The situation in North America
Although passenger volumes are still below 2019 pre-pandemic levels, not only European travelers are facing massive flight cancellations and delays since May 2022. North American travelers are also having the same nightmare. For instance, Air Canada recently announced that it would cancel more than 9,500 flights over July and August, representing approximately 15% of its scheduled flights during the summer, one of the largest cancellation actions among global airlines this year.
Impact on Travel Insurance Business
The increase in flight cancellations and delays, as well as baggage losses, will make travel insurance unprofitable for most insurance carriers in 2022.
“With many airlines and airports around the world facing extremely high levels of flight cancellations and delays in recent months, we expect that the travel insurance industry will experience combined ratios over 100% due to the increase in insurance losses, making this business line unprofitable for most insurance companies in 2022,” said Marcos Alvarez, Senior Vice President and Global Head of Insurance.
Even if airlines manage to accommodate passengers with canceled flights at a different time or fully refund the ticket cost, travel insurance policies are likely to be triggered.
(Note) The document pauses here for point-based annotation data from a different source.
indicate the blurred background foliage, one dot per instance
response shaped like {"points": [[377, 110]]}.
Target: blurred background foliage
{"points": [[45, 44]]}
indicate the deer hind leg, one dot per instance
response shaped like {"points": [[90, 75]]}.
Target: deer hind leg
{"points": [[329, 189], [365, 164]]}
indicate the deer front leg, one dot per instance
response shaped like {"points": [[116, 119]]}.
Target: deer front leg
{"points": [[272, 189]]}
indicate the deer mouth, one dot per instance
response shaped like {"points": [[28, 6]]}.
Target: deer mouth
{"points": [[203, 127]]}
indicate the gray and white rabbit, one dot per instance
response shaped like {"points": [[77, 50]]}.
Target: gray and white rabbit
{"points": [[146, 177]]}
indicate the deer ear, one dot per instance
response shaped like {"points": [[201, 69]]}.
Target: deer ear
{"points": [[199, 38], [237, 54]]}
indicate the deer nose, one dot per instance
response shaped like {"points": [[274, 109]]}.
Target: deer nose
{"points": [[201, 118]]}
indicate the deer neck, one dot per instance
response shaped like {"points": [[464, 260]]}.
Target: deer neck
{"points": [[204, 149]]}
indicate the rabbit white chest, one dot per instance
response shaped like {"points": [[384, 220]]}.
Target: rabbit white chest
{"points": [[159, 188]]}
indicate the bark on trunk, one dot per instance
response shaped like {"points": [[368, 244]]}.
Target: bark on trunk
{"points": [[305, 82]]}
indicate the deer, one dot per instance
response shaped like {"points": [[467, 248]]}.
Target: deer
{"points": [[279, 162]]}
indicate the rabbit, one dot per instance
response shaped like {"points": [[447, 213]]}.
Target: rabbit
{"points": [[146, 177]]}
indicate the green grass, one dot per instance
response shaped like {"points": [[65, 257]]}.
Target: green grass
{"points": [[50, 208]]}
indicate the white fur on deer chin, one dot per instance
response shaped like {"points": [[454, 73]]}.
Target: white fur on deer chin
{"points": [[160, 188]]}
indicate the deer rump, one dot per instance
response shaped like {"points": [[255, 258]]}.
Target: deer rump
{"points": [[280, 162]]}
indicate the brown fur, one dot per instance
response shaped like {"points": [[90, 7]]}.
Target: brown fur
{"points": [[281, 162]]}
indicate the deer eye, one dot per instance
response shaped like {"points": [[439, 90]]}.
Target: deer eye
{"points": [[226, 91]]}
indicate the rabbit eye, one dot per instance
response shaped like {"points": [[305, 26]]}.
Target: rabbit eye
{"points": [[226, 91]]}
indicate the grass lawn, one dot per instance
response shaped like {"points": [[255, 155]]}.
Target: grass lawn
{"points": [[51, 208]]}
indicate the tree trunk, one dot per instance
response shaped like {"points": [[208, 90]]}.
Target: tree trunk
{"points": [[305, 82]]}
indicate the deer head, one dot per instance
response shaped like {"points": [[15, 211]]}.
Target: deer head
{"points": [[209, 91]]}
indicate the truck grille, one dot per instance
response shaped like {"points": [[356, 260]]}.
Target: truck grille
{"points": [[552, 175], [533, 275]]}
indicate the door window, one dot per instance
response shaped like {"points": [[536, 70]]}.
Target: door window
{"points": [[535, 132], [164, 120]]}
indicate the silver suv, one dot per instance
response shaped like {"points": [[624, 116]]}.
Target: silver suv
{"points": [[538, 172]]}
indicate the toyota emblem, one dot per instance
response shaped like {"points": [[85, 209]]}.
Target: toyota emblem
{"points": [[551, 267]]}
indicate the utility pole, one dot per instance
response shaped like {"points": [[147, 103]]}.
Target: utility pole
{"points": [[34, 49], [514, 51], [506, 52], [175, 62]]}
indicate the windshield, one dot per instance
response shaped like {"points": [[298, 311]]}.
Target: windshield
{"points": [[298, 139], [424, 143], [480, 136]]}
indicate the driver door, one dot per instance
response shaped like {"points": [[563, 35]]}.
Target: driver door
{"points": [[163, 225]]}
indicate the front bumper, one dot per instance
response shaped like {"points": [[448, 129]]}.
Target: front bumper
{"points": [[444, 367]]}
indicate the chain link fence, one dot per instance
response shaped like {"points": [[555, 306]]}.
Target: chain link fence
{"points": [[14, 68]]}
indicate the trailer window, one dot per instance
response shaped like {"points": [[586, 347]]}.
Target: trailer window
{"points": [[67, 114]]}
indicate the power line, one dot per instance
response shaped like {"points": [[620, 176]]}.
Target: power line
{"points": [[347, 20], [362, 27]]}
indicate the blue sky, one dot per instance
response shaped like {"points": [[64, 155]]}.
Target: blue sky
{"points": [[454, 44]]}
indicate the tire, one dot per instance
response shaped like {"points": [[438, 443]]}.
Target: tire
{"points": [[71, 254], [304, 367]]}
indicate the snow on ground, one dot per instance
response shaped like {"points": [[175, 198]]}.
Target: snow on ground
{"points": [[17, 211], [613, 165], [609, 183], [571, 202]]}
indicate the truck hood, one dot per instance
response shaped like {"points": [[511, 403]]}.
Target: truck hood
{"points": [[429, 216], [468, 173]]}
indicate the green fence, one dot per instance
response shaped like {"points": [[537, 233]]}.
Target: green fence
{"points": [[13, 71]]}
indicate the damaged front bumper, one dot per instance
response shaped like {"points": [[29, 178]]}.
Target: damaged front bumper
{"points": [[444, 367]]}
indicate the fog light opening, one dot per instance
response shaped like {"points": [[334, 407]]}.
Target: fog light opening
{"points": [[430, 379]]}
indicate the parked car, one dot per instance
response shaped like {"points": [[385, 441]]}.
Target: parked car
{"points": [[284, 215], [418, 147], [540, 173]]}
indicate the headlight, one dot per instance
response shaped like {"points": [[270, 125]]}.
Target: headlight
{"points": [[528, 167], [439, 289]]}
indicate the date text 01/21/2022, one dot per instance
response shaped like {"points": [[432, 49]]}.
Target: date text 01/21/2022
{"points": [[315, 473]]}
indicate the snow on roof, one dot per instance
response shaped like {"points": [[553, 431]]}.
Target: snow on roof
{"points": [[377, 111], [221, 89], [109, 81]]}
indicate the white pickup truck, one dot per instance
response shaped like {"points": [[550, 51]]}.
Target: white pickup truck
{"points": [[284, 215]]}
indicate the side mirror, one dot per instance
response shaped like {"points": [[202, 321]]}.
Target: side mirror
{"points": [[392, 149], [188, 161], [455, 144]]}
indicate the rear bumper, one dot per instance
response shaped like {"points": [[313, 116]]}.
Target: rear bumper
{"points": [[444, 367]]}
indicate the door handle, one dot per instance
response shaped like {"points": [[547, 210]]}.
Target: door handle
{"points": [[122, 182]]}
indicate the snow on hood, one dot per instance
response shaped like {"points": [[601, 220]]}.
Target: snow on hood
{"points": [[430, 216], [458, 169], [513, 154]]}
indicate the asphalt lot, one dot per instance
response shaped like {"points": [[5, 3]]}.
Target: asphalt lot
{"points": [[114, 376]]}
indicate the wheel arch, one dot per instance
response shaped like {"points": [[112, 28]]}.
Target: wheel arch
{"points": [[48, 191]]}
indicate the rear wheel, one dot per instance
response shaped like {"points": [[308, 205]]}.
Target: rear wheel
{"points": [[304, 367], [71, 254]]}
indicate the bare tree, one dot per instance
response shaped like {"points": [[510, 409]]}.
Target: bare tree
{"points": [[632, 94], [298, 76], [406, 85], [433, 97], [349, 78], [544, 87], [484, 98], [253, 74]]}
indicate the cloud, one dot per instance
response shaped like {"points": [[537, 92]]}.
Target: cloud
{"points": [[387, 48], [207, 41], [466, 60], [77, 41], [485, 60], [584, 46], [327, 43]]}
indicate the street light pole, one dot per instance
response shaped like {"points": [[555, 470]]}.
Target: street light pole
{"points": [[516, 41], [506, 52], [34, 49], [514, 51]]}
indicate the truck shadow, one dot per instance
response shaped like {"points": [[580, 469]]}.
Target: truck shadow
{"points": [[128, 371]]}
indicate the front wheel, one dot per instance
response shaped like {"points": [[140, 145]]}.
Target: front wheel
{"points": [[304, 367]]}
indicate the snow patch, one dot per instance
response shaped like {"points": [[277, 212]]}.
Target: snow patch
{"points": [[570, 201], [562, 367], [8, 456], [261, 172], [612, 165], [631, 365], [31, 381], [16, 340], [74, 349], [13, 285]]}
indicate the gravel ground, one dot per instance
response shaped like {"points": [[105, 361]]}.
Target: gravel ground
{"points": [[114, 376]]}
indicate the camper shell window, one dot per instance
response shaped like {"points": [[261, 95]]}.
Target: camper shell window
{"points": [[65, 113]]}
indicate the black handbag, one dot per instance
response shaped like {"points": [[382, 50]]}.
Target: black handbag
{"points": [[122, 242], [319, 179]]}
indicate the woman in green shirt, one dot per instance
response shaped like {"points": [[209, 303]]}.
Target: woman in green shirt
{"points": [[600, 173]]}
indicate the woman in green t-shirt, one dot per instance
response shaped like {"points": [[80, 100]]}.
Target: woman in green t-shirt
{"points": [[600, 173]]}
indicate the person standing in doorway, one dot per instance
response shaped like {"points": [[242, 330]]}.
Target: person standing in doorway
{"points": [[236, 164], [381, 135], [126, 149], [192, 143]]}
In such cases, many policyholders will claim under their trip cancellation or trip interruption coverages any related nonrefundable travel costs such as connecting flights with a different airline, as well as prepaid hotels and car rentals. Flight and baggage delays will also trigger financial compensation under most travel insurance policies, further increasing travel insurance companies’ loss ratios, according to DBRS Morningstar.
“This will compound the problems experienced by the travel insurance business since the beginning of the pandemic, as insurance companies were initially hit by a jump in claims and then by the collapse of global travel, which considerably decreased the demand for this product.”
Impact of Travel Insurance Losses on Insurers’ Credit Profiles
Although it is anticipated that the travel insurance business will be unprofitable for most companies this year, losses should remain manageable given insurance companies’ high degree of diversification across different business lines. For most of the largest travel insurance providers, travel insurance typically accounts for less than 5% of their total gross premiums written. The relatively low contribution of travel insurance to overall revenues will help mitigate the impact on insurance groups’ credit profiles.
It is expected that travel insurance will become more expensive in the short term, given the mounting losses generated by numerous flight delays and cancellations. Some travel insurance companies could also stop providing trip interruption and cancellation coverages for some time, focusing more on the medical side of the business. However, we believe that such a strategy will be only a temporary restriction as airline and airport performance improves over the upcoming months. However, some insurance companies could exit or substantially decrease their exposure to the travel insurance business, given the volatility in profitability since the beginning of the pandemic. Moreover, a resurgence in coronavirus cases could force governments to reintroduce travel restrictions, which would negatively affect the demand for travel insurance.